Breaking the curse of LLM v2
New releases of large language models focus on efficiency. Sometimes quality is sacrificed. LLaMA v2 was a nice surprise.
In June I wrote a newsletter about GPU starvation in major LLM/GPT providers. Companies were trying to make their models run faster and use less hardware. This affected development of their produces.
Let’s talk about new versions GPT-4, Claude and LLaMA v2.
OpenAI GPT 0613 Update
GPT-4 API got the first major update since march. The notable features there is Javascript function calling. As OpenAI announced:
These models have been fine-tuned to both detect when a function needs to be called (depending on the user’s input) and to respond with JSON that adheres to the function signature. Function calling allows developers to more reliably get structured data back from the model.
Similar change also applies to GPT-3.5-Turbo. Both models are “updated and improved”, according to the documentation.
However, if you dig deeper, the major improvement seems to be about the performance of these models, while quality stays the same. In some cases, it could even get worse.
Preliminary results of Trustbit LLM Product benchmarks show that GPT-4 got much better in “code”, “marketing” and “reasons” tasks, while tasks related to automating business processes around CRM systems - got worse.
Refuel AI also notes a similar trend:
We found that the new gpt-3.5-turbo model had poorer labeling quality on six out of eight datasets. However, the new model is significantly faster (~40% lower turnaround time). The labeling performance for the gpt-4 model was more or less the same.
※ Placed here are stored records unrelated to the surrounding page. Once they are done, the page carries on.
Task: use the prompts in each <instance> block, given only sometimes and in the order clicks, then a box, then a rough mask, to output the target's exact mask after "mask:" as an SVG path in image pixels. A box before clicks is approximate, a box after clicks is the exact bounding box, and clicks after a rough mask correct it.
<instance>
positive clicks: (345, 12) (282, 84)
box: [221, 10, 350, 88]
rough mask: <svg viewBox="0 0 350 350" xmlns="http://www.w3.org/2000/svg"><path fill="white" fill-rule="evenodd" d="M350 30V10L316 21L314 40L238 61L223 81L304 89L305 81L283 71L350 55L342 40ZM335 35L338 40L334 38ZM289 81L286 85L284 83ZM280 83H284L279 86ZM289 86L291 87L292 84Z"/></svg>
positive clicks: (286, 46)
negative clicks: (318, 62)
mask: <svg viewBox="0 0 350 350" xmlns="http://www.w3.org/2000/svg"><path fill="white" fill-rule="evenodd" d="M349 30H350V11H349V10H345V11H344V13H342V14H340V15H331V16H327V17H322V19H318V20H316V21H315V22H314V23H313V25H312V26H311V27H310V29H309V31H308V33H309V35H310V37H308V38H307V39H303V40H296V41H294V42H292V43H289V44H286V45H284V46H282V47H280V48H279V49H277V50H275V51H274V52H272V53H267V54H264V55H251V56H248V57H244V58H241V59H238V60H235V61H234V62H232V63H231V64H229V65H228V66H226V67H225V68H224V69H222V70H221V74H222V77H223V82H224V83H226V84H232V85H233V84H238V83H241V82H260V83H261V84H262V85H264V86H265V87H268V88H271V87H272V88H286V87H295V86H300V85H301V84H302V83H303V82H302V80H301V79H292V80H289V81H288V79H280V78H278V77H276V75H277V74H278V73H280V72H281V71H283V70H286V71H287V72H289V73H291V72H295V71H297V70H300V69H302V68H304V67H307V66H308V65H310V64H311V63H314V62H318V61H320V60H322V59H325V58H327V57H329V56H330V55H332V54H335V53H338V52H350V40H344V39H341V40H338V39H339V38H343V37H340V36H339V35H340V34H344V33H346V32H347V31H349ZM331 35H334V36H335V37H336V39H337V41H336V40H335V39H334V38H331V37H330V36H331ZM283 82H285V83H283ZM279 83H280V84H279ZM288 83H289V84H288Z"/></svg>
So if we focus on model quality, jump from GPT-4 API v0314 to v0613 is not even a jump, but more like a limp.
Anthropic Claude v2
Anthropic similarly focused on performance in Claude v2, as well: “Claude 2 has improved performance, longer responses”.
Quality of the new model has got worse on product benchmarks:
LLaMA v2
It looks like Meta (Facebook) did manage to break the curse of the subpar second release, though.
The second version of LLaMA was just announced:
More permissive license, that allows commercial use (see gotchas below)
Better quality.
Includes variants of 7B, 13B and 70B (huge).
Meta also made a really smart move. They kept model architecture similar to v1. This allows to leverage all the infrastructure and tools that community have already built.
If you have read my previous newsletter on the Cambrian explosion - now we are witnessing start of another spiral.
Model compatibility has already enabled the community to start porting LLaMA v2 binary files to GGML format that can run on CPU.
There are a few gotchas about the license, though.
First one - companies with more than 700M monthly users can use model only if Meta allows that. That is so anti-Google.
Second one comes from the Model card. Working in English is in scope. Any other language - out of scope. That is a serious blow, especially for the minor languages.
Meta claims that it has invested a lot of effort in safety and guardrails. Probably most that effort went in the English language, so they just added this clause to avoid being liable for any other languages.
Expect updated benchmarks with LLaMAv2 to be published closer to the end of the month.